Gaia's response to climate change?
Posted by tawhuac@reddit | collapse | View on Reddit | 44 comments
We project the outcome of the current climate based on models. Of course, models are just - models. They extrapolate based on existing data, and do some math. They present a situation if everything continues as-is.
Then there is the Gaia hypothesis. That's just - a hypothesis, but a strong one. Established by James Lovelock, a NASA scientist, end of the 60s, it basically states - in very scientific, non-romantizing terms - that the planet has been self-regulating the temperature over mullions of years. It seems to suggest that it has been regulating the temperature for life to thrive.
Let that sink in. The theory was formulated from a very scientific point of view, but was later called Gaia due to Lovelock's friend's William Golding, a novelist, suggestion.
Initially it was named "Earth feedback hypothesis".
Be the name as it may - if the hypothesis holds, then we can expect "feedback" actions from the planet. In other words - the planet won't just sit there and let itself fry.
How could that look like? Unpredictable and unforeseeable in time and form. But if it really is to counteract the level of heating, then nothing less than catastrophic (more for humans, less for the planet as a whole) can be expected, as otherwise it won't be able to self-regulate again. Maybe a huge volcano or caldera eruption, tapering sunlight for a while. Some unkillable bug decimating the population. Whatever. But it would try to restore benevolent conditions for life.
XI_Vanquish_IX@reddit
There is a reason it’s still called a theory
ichacalaca@reddit
Tell me you don't understand the scientific method without telling me you don't understand the scientific method
XI_Vanquish_IX@reddit
What an asinine response. The entire premise that “Gaia” is a living and breathing organism has NO substantiation in science of any method. What has been evidenced is that natural systems have an equilibrium feedback response with a parameterization with hard limits.
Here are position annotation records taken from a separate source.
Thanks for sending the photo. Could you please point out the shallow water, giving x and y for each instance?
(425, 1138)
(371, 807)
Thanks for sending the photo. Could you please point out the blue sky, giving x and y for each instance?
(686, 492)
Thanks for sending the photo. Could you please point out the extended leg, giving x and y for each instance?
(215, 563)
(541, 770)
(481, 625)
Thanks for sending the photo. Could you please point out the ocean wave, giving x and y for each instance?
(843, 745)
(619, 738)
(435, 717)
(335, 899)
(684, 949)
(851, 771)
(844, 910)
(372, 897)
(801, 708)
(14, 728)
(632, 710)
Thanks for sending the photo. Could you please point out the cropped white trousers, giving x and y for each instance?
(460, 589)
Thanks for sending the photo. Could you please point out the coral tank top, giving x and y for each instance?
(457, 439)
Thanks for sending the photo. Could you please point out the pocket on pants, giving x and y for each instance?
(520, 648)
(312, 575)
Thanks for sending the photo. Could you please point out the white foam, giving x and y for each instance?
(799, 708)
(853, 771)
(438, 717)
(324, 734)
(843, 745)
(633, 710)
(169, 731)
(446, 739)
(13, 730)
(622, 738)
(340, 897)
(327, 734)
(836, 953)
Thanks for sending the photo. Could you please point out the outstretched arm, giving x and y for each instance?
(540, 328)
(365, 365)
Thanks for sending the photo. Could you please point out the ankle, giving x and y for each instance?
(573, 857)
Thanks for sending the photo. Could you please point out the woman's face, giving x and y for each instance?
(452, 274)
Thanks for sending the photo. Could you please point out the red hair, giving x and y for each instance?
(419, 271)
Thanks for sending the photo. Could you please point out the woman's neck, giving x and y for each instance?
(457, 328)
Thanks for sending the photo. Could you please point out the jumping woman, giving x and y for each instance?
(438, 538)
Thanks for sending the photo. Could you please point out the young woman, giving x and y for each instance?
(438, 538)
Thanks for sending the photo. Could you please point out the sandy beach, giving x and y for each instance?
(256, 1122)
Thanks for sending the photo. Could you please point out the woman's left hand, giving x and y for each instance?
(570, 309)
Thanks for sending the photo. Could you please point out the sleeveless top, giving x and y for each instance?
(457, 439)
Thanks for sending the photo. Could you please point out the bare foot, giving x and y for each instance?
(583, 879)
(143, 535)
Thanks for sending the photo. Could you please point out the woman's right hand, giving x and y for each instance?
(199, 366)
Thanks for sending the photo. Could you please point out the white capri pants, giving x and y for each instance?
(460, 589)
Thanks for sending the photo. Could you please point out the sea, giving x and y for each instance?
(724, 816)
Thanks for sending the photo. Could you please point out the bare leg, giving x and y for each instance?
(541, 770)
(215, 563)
So get out of here with your condescending jargon malarkey. I have no time for chronically online drivel
ichacalaca@reddit
It isn't asinine or condescending to point out that you're misusing the word "theory" in a scientific context while criticizing the lack of scientific fluency of others all throughout OP's post.
And if I was someone who relies on a thesaurus to express their simple opinions to make them sound complex and nuanced, I wouldn't throw around the word "jargon" or "drivel" so casually. But you do you.
And now, to actually be condescending, here's a post that might be helpful for you. https://www.reddit.com/r/explainlikeimfive/s/gmwMvKxMo8
tawhuac@reddit (OP)
Climate change itself is also deemed a theory- usually So is the whole collapse thread. Nobody can predict the future.
flesjewater@reddit
This post is wild, the theory is based on the premise that a rock can be sentient.
tawhuac@reddit (OP)
Provide a reference for this claim?
In the first place, the theory is about "The Gaia hypothesis posits that the Earth is a self-regulating complex system involving the biosphere, the atmosphere, the hydrospheres and the pedosphere, tightly coupled as an evolving system. ". Sounds more like a cybernetic system than a sentient thing to me.
Obviously a lot of people interpret different things to it.
flesjewater@reddit
Again this reads like science fiction and nothing of it is rooted in evidence.
tawhuac@reddit (OP)
Have you studied the theory? It is based on piles of evidence. You're confusing evidence with conclusions. Of course the conclusions can be disputed, but the evidence is all there.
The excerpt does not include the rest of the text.